Sheikh Mohammed led a delegation to China on Sunday to sign bilateral trade agreements.
The main opportunity for China is to establish a base in the UAE so that the Asian economic powerhouse can develop a more inclusive regional approach, said Mohammed Atif, area manager of energy for the Norwegian adviser DNV GL.
“I think those are the two opportunities, within the UAE and as a base to look for opportunities to expand, invest and provide hardware into the growing renewable energy sector in Africa – which is quite significant,” said Mr Atif.
Trade volume between the two countries stood at a record levels last year at US$54.8 billion.In terms of energy, the Asian superpower imported more than 1.65 million tonnes of oil from the UAE and also has involvement in oil and gas projects such as the Habshan-Fujairah pipeline.
In terms of conventional power, China has been less successful than some of its western counterparts.
“The Chinese have been coming in slowly winning contracts for engineering, procurement and construction, but they’re not able to supply equipment because the market doesn’t trust them,” said Claudio Palmieri, chief executive of Dubai-based CLS Energy Consultants.
The tide could be turning based on financing options available to Chinese firms. Harbin Electric was part of the Acwa Power-led consortium that submitted the lowest bid of 4.5 US cents per kilowatt hour for the Hassyan clean coal power plant in Dubai.
Paddy Padmanathan, Acwa’s chief executive, said that financing played a crucial role in the project.“The future of commercially viable, low emission power generation is dependent on bringing together global technology vendors and financial institutions,” he said. “The blend of Harbin Electric and finance from the likes of Industrial and Commercial Bank of China and Bank of China is what enabled us to deliver a winning tariff.”
One area in particular that Chinese firms are dominating is solar photovoltaic (PV).
“The PV business is a Chinese business these days,” said Mr Palmieri. “The equipment was developed in Germany, but if you look at the top names today, they’re all Chinese.”
For the UAE and wider GCC, the area of renewable energy remains underdeveloped.

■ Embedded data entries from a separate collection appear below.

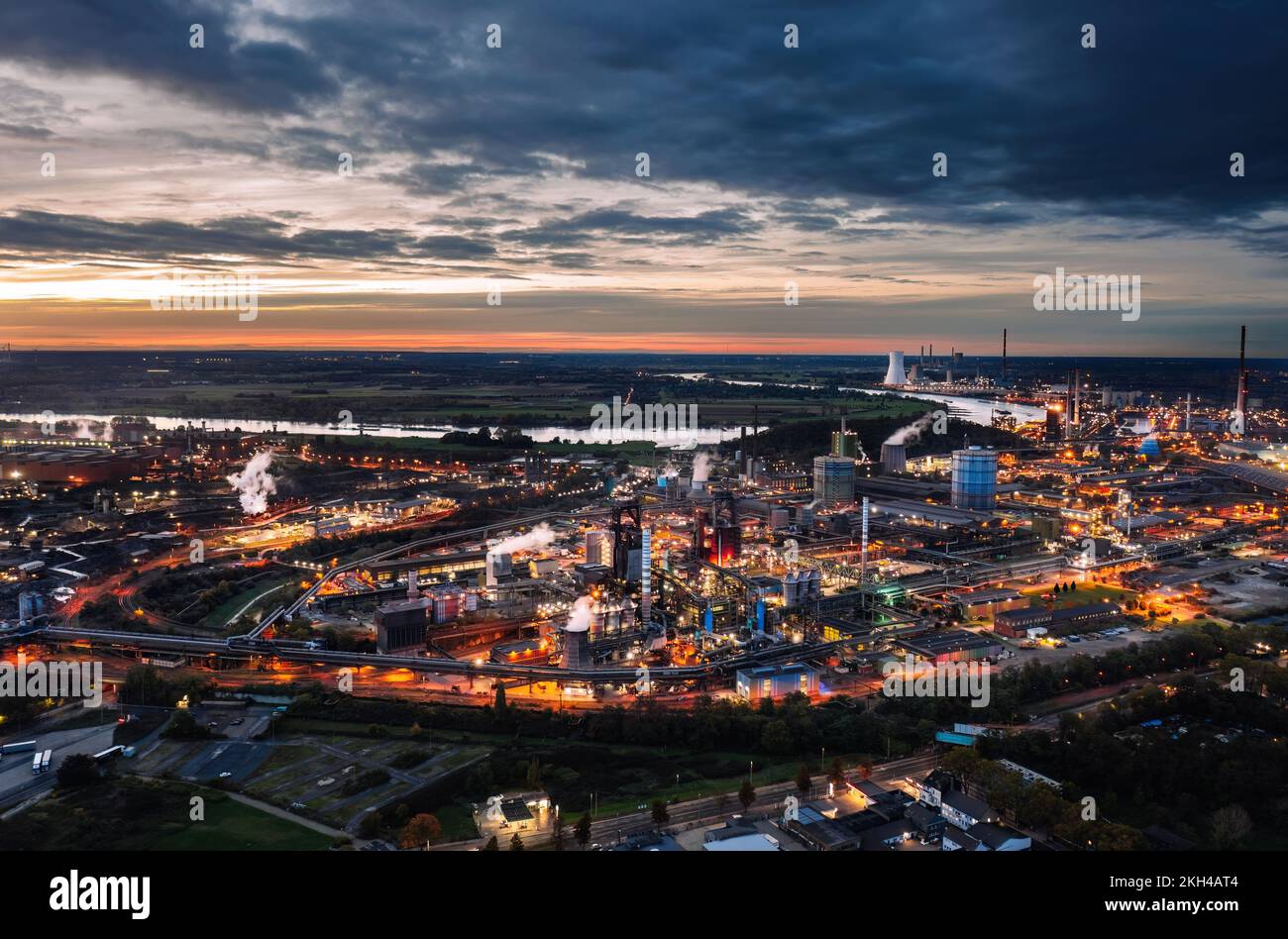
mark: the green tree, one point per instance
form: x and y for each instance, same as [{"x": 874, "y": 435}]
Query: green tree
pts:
[
  {"x": 420, "y": 831},
  {"x": 836, "y": 773},
  {"x": 1231, "y": 824}
]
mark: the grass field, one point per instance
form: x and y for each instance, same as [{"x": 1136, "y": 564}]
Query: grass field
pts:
[
  {"x": 151, "y": 814},
  {"x": 1085, "y": 594},
  {"x": 232, "y": 826}
]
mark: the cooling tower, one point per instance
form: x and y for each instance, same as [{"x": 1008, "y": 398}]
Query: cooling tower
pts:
[
  {"x": 894, "y": 458},
  {"x": 894, "y": 373}
]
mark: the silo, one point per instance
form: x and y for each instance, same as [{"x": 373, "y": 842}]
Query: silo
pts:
[{"x": 974, "y": 478}]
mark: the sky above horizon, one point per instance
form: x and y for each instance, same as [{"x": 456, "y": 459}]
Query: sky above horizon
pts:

That is expected to change as the Paris climate talks clinched an agreement which stipulates that every country must outline its climate change plans every five years.

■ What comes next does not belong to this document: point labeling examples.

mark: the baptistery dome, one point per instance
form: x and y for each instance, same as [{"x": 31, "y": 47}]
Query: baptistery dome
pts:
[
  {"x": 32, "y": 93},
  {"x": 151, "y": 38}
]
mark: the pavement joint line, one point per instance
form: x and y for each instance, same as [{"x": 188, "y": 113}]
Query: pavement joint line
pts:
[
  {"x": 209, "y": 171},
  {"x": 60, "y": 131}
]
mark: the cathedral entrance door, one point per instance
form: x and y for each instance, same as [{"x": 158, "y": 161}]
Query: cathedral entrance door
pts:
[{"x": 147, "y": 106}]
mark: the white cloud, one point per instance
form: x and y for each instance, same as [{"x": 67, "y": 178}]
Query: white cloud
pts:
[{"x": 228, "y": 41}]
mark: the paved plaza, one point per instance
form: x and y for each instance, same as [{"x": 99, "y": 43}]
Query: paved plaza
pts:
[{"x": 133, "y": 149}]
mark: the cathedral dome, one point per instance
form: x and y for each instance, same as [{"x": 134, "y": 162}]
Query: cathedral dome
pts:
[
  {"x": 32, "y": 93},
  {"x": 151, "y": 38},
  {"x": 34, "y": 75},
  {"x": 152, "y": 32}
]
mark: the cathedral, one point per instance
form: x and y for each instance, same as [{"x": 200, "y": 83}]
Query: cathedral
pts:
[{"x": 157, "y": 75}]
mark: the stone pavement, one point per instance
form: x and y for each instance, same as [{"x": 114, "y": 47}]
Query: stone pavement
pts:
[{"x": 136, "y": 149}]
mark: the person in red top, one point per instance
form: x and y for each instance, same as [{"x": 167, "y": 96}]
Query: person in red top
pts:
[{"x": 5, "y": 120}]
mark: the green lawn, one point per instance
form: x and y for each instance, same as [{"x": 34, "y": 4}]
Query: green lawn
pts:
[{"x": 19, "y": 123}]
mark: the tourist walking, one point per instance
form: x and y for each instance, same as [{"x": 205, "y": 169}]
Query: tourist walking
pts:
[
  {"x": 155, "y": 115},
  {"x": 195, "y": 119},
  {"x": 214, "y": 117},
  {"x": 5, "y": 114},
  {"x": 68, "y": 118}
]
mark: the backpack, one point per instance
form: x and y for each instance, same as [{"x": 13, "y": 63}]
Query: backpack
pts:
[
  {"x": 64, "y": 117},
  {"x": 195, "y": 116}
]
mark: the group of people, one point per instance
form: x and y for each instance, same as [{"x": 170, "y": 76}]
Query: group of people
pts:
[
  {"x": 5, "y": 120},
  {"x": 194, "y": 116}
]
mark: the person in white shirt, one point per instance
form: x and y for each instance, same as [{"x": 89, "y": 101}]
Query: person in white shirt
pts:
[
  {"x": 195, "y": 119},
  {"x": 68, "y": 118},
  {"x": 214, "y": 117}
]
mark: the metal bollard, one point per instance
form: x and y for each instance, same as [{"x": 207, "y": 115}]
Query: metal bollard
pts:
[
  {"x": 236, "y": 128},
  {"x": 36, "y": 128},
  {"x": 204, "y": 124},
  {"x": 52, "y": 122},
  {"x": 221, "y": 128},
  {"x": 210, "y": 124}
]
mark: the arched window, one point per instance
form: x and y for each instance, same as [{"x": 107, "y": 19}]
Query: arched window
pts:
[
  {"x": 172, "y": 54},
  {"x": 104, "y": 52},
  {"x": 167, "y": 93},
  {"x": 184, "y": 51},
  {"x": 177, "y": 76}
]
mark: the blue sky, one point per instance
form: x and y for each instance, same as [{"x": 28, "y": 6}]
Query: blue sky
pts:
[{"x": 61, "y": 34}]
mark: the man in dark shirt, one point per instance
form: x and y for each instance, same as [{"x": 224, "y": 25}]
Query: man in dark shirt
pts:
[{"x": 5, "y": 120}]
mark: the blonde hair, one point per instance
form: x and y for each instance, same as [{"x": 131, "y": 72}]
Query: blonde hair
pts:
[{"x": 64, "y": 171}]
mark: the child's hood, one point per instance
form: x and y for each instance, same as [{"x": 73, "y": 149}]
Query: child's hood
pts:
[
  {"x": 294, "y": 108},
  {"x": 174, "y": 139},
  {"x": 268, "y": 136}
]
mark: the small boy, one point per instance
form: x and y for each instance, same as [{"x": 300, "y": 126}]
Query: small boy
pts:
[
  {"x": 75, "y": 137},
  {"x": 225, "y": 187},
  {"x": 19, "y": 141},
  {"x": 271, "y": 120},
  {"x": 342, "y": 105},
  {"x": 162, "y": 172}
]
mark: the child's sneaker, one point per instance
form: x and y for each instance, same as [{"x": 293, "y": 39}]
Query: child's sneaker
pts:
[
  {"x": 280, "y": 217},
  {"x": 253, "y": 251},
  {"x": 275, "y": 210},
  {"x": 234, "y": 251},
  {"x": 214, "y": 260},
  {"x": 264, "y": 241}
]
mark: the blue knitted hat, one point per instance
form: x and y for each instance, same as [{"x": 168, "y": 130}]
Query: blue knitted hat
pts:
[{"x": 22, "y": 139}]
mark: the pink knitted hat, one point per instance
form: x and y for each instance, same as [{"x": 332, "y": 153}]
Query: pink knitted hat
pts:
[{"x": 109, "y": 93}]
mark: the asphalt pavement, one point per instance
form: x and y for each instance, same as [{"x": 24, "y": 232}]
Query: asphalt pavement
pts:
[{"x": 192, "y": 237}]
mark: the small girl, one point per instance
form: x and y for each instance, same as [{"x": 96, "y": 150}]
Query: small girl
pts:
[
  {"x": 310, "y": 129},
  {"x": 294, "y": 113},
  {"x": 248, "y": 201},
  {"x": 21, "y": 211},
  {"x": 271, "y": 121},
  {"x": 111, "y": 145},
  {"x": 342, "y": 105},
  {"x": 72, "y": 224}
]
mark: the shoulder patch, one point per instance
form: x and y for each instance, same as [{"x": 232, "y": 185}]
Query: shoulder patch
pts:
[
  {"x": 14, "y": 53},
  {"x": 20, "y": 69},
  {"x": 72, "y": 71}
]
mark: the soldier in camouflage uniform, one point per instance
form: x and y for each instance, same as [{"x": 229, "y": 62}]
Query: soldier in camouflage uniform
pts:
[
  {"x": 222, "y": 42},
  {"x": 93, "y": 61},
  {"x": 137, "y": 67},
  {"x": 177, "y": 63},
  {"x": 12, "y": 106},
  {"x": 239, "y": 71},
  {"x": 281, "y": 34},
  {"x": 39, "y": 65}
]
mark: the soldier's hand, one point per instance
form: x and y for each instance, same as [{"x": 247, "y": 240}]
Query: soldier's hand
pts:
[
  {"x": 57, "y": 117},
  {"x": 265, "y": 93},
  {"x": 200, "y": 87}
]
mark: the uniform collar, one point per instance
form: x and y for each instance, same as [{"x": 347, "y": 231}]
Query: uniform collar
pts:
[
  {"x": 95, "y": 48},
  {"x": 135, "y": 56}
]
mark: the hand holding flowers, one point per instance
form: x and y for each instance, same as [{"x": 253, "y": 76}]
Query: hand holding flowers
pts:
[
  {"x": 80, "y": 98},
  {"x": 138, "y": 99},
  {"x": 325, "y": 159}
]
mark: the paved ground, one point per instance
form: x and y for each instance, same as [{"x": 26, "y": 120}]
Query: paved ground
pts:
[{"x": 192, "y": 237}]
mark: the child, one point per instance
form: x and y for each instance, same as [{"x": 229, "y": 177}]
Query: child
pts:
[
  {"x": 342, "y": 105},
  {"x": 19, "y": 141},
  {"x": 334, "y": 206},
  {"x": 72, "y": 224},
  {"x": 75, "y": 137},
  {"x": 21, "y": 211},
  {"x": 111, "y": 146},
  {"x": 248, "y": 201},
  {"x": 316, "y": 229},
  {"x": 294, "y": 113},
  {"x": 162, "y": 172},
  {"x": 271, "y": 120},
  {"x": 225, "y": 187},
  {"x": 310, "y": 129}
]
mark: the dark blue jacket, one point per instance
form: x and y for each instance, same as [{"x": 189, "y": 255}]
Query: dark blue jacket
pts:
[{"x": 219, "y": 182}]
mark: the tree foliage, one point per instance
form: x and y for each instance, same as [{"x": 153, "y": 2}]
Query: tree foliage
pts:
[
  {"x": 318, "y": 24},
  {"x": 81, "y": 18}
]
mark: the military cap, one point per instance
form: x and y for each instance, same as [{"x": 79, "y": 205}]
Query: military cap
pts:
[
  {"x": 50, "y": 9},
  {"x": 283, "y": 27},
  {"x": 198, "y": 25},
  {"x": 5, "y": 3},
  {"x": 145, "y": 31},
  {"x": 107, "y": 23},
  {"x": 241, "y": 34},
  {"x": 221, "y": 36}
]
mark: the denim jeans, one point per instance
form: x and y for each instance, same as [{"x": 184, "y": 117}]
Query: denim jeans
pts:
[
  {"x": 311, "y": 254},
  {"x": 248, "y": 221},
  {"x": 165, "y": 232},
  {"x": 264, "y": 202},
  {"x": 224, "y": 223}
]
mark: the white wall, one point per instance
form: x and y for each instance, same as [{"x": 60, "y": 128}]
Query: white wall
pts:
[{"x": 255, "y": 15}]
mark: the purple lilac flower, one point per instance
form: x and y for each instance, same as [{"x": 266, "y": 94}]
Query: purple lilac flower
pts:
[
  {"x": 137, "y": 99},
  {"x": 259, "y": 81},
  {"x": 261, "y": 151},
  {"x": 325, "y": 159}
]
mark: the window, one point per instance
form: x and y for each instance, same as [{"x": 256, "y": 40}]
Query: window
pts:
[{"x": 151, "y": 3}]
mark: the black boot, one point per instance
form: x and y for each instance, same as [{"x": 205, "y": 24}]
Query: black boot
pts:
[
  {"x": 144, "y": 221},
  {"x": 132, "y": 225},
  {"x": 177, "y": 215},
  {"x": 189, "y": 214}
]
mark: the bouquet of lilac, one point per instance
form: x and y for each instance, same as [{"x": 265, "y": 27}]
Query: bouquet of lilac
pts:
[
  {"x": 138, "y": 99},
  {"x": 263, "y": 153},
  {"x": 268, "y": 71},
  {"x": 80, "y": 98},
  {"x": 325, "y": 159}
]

“As the governments look to procure other technologies, whether it is solar or other methods, at lower costs, Chinese companies have a much better chance now of understanding local requirements,” Mr Atif said.
For Dubai-based clean energy investment firm Adenium Capital and its brainchild financing company, Yellow Door, Chinese solar panels are the way to go.

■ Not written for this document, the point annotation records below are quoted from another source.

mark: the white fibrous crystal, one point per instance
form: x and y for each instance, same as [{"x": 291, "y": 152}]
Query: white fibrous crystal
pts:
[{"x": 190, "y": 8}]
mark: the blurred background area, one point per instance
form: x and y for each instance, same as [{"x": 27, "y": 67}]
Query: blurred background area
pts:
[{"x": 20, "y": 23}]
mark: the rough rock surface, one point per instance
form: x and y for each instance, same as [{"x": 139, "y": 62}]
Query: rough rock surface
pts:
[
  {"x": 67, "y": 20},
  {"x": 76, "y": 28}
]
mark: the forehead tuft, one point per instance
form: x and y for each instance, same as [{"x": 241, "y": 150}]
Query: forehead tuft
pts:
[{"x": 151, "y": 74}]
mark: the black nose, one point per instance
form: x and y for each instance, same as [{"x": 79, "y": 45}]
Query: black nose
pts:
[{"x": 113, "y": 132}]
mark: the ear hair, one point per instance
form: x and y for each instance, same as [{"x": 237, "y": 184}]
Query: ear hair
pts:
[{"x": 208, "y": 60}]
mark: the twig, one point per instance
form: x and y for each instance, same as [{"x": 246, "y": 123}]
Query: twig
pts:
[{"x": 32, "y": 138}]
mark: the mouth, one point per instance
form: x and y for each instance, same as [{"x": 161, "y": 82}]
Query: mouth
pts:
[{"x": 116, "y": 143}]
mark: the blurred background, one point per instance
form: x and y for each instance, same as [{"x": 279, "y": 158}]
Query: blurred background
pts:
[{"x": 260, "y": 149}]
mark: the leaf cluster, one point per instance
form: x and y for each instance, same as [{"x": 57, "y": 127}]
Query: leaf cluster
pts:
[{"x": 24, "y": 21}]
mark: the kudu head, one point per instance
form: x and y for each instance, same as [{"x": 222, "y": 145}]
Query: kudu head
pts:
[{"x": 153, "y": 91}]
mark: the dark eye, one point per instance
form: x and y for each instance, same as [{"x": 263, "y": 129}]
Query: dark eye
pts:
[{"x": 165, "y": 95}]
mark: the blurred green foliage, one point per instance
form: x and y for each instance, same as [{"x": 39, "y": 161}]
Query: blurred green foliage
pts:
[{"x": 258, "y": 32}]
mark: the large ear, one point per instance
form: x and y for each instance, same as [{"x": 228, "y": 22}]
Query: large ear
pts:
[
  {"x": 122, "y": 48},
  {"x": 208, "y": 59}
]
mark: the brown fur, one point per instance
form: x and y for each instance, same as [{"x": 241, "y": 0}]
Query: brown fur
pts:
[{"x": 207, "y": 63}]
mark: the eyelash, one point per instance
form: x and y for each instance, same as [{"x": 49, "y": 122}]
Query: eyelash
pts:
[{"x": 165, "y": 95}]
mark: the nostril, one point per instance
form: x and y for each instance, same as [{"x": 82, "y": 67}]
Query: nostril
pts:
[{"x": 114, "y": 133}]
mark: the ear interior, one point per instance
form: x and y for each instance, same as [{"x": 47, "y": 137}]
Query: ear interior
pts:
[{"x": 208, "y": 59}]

All of our PV module agreements are currently with Chinese manufacturers,” said Jeremy Crane, chief operating officer of Adenium Capital.
Adenium is constructing a project in Jordan in which 57 megawatts of PV modules were acquired from China’s Suntech.
Yellow Door will look at 40MW for the next year.
“If the UAE decides to push faster to a more renewables-based energy sector, there are opportunities for Chinese manufacturing and Chinese-sourced equipment,” said Mr Atif.